Oskar Fernandez Garcia
Licenciado en Filosofía y Ciencias de la Educación

1-10-2017: la libertad de un pueblo golpeada, sometida y encarcelada

Aquellos sentimientos religiosos exacerbados, fanáticos, ignorantes e intransigentes; incrustados como auténticos parásitos, en la mentalidad de una gran parte de la población del mencionado estado –en la mitad del pasado S.XX– posibilitaron que aquella aborrecible Santa Iglesia Católica, Apostólica y Romana estuviese expandida, insertada y enquistada en todo el tejido social, político, económico, educativo, cultural, artístico, laboral… como una auténtica y apocalíptica pandemia de proporciones dantescas.

Esa fecha, sin lugar a dudas, permanecerá indeleble en la memoria y en la historia del pueblo catalán que, estremecido, golpeado, vejado, despreciado, ensangrentado, arrastrado y dolorido, pudo constatar en sus propios cuerpos la brutalidad, la inquina, la inmisericorde crueldad de unos cuerpos y fuerzas de seguridad de un estado totalitario, intransigente, irracional, violento y neofascista, que desató sobre el territorio catalán una dantesca y aborrecible represión en el día en que la ciudadanía deseaba, simple y llanamente, ejercer un derecho inviolable, universal, inherente a todos los seres humanos: opinar, votar, ejercer el máximo y fundamental derecho democrático: expresar y decidir, mediante las urnas, los sentimientos y voluntades de una comunidad nacional sin estado.

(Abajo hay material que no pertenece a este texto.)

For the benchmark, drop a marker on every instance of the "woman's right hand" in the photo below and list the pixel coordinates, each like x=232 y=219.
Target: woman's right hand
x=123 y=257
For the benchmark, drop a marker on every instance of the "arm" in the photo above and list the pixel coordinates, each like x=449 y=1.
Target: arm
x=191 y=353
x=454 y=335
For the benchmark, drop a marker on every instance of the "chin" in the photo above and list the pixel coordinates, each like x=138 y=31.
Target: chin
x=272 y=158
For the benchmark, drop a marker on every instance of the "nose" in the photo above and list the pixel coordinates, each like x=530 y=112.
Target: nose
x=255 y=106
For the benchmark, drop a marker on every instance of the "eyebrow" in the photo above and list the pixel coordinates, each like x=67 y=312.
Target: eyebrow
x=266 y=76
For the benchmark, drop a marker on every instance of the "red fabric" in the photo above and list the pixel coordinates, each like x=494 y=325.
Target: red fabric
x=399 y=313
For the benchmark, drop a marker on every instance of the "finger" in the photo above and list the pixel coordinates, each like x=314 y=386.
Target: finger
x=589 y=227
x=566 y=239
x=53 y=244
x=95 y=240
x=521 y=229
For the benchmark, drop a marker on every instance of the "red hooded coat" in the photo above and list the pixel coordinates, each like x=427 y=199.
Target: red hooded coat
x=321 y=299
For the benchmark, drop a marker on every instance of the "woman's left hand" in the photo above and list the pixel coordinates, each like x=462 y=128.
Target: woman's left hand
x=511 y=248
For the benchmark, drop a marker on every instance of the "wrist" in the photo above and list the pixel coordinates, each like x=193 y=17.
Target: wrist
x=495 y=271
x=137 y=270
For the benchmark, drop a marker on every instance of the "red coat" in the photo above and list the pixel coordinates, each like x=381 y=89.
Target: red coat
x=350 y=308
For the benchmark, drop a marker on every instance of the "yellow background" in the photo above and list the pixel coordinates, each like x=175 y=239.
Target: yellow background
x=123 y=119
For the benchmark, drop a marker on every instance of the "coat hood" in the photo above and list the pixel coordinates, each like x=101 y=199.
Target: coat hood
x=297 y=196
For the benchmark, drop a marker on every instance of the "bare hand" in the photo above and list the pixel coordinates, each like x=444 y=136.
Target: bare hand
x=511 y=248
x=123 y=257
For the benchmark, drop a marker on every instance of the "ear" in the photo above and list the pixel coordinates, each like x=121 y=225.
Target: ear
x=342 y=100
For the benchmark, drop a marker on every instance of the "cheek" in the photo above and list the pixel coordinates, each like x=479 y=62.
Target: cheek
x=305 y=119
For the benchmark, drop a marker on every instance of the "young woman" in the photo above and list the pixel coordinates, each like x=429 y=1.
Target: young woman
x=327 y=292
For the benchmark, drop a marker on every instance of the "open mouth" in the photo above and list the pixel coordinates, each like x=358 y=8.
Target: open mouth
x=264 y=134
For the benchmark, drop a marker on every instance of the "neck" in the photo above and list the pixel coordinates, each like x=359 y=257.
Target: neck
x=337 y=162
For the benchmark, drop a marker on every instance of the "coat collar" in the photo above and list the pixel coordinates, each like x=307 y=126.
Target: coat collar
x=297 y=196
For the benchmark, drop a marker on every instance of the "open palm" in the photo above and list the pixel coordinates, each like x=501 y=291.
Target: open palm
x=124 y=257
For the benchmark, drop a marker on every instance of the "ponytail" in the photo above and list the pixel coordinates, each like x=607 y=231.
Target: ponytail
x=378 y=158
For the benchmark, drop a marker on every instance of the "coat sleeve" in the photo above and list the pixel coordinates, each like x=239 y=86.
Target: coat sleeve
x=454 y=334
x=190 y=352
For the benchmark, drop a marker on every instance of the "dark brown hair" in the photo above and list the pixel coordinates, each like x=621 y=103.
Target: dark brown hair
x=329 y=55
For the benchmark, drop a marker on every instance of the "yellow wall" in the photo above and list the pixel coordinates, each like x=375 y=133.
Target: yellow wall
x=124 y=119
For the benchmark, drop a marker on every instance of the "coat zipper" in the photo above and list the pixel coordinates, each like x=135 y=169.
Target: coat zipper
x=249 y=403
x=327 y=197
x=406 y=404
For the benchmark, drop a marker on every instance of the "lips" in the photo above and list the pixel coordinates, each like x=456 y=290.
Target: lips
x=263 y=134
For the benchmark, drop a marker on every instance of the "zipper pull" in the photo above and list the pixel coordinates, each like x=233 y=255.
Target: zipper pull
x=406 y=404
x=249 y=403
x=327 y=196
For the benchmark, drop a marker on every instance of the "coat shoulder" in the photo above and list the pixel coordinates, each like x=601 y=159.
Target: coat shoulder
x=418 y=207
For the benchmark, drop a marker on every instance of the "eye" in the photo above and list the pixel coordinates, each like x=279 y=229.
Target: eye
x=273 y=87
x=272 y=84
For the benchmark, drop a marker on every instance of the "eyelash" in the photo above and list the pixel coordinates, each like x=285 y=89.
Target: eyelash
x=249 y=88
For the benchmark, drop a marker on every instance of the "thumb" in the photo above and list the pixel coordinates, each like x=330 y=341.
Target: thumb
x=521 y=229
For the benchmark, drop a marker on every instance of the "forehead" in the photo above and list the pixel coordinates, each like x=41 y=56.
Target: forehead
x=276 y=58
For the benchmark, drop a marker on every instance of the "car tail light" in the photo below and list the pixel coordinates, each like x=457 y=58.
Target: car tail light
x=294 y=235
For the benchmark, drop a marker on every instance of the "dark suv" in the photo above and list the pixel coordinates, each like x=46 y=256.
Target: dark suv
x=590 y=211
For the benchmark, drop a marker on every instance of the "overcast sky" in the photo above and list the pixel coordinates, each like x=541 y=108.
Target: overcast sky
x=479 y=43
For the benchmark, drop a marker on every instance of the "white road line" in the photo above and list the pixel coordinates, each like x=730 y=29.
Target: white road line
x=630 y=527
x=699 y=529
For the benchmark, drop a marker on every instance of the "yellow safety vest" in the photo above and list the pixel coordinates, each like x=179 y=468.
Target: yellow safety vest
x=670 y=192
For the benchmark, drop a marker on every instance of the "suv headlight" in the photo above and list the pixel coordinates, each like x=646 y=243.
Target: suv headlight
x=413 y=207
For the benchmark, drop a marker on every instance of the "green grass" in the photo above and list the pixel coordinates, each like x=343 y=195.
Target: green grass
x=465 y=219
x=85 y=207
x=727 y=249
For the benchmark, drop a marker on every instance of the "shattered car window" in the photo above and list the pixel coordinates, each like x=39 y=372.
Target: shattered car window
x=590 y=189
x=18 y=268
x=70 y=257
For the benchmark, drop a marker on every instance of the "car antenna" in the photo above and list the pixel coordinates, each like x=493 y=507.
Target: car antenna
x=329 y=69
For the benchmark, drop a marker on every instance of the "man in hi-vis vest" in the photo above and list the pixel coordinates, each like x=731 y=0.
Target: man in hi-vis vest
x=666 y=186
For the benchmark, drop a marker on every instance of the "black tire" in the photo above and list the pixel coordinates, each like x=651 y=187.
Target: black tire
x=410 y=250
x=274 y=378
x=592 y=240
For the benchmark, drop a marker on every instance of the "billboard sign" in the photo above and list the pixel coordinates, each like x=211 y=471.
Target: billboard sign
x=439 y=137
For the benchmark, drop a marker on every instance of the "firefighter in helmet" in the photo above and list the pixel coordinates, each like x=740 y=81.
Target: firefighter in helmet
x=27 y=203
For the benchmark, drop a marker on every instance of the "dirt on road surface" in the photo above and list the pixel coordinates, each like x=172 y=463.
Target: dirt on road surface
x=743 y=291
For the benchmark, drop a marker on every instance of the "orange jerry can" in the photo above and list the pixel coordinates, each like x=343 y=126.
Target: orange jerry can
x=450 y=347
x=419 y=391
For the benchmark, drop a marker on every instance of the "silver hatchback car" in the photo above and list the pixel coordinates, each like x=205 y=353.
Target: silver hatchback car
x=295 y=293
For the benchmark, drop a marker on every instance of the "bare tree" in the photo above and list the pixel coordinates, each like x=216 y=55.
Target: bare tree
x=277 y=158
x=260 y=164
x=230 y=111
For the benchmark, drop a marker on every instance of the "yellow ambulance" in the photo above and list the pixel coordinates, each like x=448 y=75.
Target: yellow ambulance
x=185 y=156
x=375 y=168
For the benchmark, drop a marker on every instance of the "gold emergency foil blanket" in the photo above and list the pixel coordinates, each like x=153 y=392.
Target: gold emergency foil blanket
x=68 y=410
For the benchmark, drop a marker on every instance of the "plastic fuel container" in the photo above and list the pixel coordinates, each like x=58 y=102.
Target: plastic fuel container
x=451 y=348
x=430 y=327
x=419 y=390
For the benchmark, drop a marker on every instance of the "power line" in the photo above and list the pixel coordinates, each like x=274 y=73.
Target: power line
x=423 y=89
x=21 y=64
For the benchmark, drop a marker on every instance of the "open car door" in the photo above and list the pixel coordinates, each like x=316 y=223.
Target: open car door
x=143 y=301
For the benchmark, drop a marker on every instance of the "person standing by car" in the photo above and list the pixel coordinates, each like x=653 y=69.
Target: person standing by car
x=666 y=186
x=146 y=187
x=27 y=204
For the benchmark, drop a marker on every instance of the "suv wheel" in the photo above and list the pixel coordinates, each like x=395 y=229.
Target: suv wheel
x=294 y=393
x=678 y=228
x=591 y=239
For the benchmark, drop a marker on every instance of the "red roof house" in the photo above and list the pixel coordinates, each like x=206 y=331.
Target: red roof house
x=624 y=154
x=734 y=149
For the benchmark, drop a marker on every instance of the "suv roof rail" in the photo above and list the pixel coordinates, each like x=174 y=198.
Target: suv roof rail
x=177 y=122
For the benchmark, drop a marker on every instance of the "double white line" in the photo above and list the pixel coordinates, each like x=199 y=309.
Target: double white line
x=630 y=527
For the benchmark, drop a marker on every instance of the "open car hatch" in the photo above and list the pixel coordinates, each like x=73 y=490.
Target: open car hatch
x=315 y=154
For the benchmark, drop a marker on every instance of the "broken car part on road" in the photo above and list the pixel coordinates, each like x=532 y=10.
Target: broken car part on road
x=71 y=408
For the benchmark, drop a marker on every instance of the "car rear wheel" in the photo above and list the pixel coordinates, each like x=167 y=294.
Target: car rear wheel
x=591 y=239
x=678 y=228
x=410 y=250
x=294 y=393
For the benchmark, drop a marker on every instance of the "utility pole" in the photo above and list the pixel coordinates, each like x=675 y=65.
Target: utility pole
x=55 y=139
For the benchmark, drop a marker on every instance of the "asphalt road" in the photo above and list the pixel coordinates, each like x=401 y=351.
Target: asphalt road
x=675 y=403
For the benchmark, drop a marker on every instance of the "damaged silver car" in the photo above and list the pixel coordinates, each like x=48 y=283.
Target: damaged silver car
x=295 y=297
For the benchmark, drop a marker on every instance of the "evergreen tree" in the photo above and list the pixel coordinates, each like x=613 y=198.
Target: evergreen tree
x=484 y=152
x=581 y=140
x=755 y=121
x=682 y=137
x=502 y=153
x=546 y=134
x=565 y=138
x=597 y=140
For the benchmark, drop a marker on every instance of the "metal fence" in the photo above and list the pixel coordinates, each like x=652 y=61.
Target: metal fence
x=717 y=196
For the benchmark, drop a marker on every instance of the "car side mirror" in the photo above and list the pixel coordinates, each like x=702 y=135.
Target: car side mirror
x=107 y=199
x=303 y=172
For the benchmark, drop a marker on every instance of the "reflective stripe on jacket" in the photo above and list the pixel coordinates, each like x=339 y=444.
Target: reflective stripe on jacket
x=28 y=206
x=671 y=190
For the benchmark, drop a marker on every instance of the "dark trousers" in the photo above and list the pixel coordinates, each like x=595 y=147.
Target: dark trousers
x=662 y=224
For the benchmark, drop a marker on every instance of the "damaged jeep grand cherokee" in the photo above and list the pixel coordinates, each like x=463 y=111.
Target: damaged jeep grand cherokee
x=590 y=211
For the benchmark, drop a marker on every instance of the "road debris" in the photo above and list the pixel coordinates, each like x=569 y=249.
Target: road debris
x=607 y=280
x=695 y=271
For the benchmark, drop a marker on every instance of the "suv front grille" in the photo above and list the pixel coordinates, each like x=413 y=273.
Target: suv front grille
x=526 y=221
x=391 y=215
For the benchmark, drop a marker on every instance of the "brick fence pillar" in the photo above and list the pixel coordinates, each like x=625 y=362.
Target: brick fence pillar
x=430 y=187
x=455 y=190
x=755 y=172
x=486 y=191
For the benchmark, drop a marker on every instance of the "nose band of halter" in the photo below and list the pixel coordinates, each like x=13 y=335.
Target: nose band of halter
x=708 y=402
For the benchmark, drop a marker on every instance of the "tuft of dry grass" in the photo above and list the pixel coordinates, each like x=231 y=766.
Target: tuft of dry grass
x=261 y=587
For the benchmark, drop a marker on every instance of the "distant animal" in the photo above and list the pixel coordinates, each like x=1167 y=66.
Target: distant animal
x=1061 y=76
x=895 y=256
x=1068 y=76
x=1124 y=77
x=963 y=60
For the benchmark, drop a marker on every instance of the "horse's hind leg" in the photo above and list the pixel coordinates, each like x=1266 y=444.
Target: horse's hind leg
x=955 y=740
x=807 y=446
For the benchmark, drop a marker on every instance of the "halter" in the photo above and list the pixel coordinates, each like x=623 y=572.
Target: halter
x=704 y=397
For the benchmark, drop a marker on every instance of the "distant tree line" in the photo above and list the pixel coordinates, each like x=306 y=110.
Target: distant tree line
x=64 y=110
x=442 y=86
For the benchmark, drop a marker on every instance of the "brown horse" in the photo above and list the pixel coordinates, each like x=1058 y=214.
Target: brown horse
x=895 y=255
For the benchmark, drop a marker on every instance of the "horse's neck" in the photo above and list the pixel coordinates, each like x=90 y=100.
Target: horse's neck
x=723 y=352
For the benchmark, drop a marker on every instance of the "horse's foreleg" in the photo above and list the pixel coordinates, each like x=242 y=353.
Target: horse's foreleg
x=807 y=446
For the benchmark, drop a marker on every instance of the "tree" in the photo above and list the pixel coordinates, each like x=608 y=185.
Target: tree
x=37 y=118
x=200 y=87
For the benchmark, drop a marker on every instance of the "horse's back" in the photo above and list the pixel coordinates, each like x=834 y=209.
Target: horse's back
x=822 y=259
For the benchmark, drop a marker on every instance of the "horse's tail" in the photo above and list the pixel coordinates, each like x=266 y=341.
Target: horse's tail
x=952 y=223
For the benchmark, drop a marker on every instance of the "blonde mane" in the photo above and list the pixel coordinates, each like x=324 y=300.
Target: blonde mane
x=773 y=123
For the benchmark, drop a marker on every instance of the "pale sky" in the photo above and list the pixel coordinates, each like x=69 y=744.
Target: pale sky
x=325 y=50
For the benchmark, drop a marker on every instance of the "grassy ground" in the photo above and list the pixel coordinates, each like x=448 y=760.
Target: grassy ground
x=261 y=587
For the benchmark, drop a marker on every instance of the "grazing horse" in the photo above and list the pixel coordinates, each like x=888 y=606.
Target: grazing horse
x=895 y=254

Las estremecedoras imágenes de aquel imborrable día, se han convertido y serán, con el devenir del tiempo, testigos de cargo insoslayables contra el Estado español, en su absoluta obsesión paranoica con el artículo 2 de la constitución de ese país, que entronca con un pasado execrable, despreciable y aborrecible de una brutal y sanguinaria dictadura franquista, que dejó labrado a sangre y fuego su abominable ideario en la llamada Ley de Principios del Movimiento Nacional del 17-05-1958. 
En su artículo 1, se podía leer «España es una unidad de destino en lo universal. El servicio a la unidad, grandeza y libertad de la Patria es deber sagrado y tarea colectiva de todos los españoles».

La idea de unidad para aquel gobierno fascista y cruel tenía claras y evidentes connotaciones místicas, divinas, religiosas, sacrosantas… una concepción del estado que se alejaba absolutamente del marco social, laico y racional, asentándose en los exacerbados sentimientos y creencias religiosas, que le sometían directamente al «acatamiento a la Ley de Dios, según la doctrina de la Santa Iglesia Católica, Apostólica y Romana, única verdadera y fe inseparable de la conciencia nacional, que inspirará su legislación» [el entrecomillado es prácticamente el artículo II, del mencionado texto fascista Ley de Principios del Movimiento Nacional].

Transcurridas sólo dos décadas, de aquel infausto y desolador 1958, en 1978 se aprobaba, se ratificaba y se sancionaba la constitución del subsodicho país, que teniendo en cuenta el contexto sociopolítico e histórico en el que se redactó el regio texto es absolutamente impensable que a luz de la historia contemporánea, del derecho internacional, de los convenios, los tratados, los pactos sobre derechos civiles y políticos…, es decir, bajo la escrutadora y analítica mirada del corpus del derecho internacional, se pueda considerar esa carta magna como un documento legal y legítimo. Sin embargo, el Estado español exhibe –como auténtico pendón, baluarte indestructible y ariete devastador contra todo un pueblo– el abominable texto constitucional, cuyo artículo 2, muestra sin ningún tipo de rubor las concomitancias ideológicas con una mentalidad fascista y franquista que jamás se desvaneció ni desapareció de ese estado, por mucho que se hayan empeñado en ensalzar, engrandecer y magnificar el auténtico escándalo histórico, jurídico y sociopolítico que supuso la llamada «transición española»; que en realidad consistió exclusivamente en una liviana modificación y adaptación de aquel fascismo grosero, soez, ramplón, brutal, represivo, inculto…, «un auténtico sistema genocida», a un neofranquismo, arropado y bendecido por un régimen oligárquico, pseudodemócrata, monárquico y ultracatólico.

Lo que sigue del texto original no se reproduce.